Yémen : la guerre transforme les civils en trafiquants d’armes
TA’IZZ, Yémen – Adnan al-Qaatabi (33 ans) est devenu trafiquant d’armes, après avoir été renvoyé de son travail dans un magasin de vêtements à al-Turbah dans le district Ash-Shamayatayn du gouvernorat de Ta’izz. Aujourd’hui, il fait des affaires en or en vendant des kalachnikovs à la milice de la Résistance populaire qui combat les Houthis.
Bien que le commerce des armes soit illégal au Yémen, depuis l’escalade des combats en mars 2015, la demande d’armes a explosé et, face à la montée du chômage et de la faim provoquée par le conflit, les Yéménites ont commencé à vendre leurs armes personnelles à des groupes armés.

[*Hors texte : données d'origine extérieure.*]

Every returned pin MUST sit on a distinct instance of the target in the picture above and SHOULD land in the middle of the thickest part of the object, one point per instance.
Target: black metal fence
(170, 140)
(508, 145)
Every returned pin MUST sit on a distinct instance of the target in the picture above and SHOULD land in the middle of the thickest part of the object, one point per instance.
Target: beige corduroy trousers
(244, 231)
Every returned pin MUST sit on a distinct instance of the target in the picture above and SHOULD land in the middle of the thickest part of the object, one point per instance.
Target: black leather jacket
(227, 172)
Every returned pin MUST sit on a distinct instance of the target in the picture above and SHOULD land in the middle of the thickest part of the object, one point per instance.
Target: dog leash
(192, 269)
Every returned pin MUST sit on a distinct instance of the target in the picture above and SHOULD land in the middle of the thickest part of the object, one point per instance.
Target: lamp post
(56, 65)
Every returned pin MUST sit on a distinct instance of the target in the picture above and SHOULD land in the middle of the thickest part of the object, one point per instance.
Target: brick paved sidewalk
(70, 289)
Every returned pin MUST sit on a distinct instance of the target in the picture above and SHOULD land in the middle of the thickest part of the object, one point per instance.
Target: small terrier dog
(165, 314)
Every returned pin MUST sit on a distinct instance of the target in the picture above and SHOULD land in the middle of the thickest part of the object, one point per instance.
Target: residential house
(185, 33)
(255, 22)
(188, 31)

« En juin 2015, j’avais besoin d’argent et j’ai décidé de vendre une de mes deux kalachnikovs », a déclaré Qaatabi à MEE. « J’ai découvert qu’elle valait environ le double et je savais que la Résistance achetait différents types de kalachnikovs. Cela m’a amené à travailler en tant que marchand d’armes », a-t-il expliqué.
Avant la guerre, une kalachnikov se vendait pour 170 000 rials yéménites (environ 735 euros), mais maintenant le prix de ces armes a grimpé à 300 000 rials yéménites (environ 1 300 euros). Ce fut le signe pour Qaatabi que beaucoup de gens accepteraient de vendre leurs armes.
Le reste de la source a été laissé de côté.